Como tal, a guerra de Israel no Líbano é menos sobre os termos de um acordo do que sobre minar o Irã e colocar o Hamas sob controle em Gaza. Entendendo que é improvável que ele divida os dois, o recuo de Netanyahu é trazer uma pressão militar tão tremenda sobre o Hezbollah que ele, junto com seu patrono iraniano, pressionaria o Hamas a aceitar um cessar-fogo favorável a Israel. Isso permitiria que o Hezbollah seguisse o exemplo sem ser visto abandonando a causa palestina. Altos funcionários dos EUA sugeriram isso nas últimas semanas tanto ao Hezbollah quanto ao Irã, mas sem sucesso.

Não está claro se o Irã e o Hezbollah podem exercer tal influência sobre o líder do Hamas, Yahya Sinwar. Sinwar, cujo paradeiro exato em Gaza são desconhecidos, há muito tempo busca ampliar a guerra Israel-Hamas na esperança de melhorar sua posição militar diminuída. Dada a dramática escalada entre o Hezbollah e Israel, Sinwar provavelmente só endurecerá sua posição de negociação.

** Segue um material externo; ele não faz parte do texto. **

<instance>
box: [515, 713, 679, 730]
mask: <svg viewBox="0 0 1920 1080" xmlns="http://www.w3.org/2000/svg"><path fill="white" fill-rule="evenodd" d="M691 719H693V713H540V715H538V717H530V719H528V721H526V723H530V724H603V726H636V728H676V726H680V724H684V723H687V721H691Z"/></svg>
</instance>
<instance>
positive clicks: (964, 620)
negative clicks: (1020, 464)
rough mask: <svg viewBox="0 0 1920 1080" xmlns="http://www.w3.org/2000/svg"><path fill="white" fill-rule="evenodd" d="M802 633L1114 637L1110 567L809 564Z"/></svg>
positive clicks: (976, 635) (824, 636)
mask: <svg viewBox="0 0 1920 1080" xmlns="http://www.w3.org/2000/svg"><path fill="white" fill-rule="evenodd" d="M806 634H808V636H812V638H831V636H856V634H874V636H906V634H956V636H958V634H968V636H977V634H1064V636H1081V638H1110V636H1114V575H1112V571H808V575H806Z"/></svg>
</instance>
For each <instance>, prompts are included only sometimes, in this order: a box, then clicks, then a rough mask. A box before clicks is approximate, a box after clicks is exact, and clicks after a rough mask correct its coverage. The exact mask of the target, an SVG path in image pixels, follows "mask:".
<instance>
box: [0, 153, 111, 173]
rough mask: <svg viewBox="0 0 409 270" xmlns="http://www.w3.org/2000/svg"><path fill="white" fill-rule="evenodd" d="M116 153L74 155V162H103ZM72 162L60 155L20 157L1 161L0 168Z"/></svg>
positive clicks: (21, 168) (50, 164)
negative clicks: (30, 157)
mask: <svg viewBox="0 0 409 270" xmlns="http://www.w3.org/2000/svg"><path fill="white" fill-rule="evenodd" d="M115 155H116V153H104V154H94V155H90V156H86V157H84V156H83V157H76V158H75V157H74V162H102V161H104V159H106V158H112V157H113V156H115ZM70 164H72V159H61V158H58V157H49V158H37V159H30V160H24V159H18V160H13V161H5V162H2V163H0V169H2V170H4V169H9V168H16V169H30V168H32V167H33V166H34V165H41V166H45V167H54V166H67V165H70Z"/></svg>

Confrontados com o nó górdio de Gaza e do Líbano, e com o plano de Netanyahu de “escalar para desescalar”, a estratégia dos EUA para resolver o conflito entrou em colapso. Biden continua comprometido em ajudar Israel e dissuadir o Irã, mas não há praticamente nenhuma vontade política para pressionar Netanyahu a chegar a um acordo político antes de uma eleição americana muito disputada em novembro.

Abandonado à própria sorte, o Oriente Médio se encontra em um perigoso impasse — um teste violento de vontades e capacidades entre adversários endurecidos, onde ninguém pode vencer. Mais uma vez, o Líbano é o palco de uma tragédia que apenas começou a se desenrolar.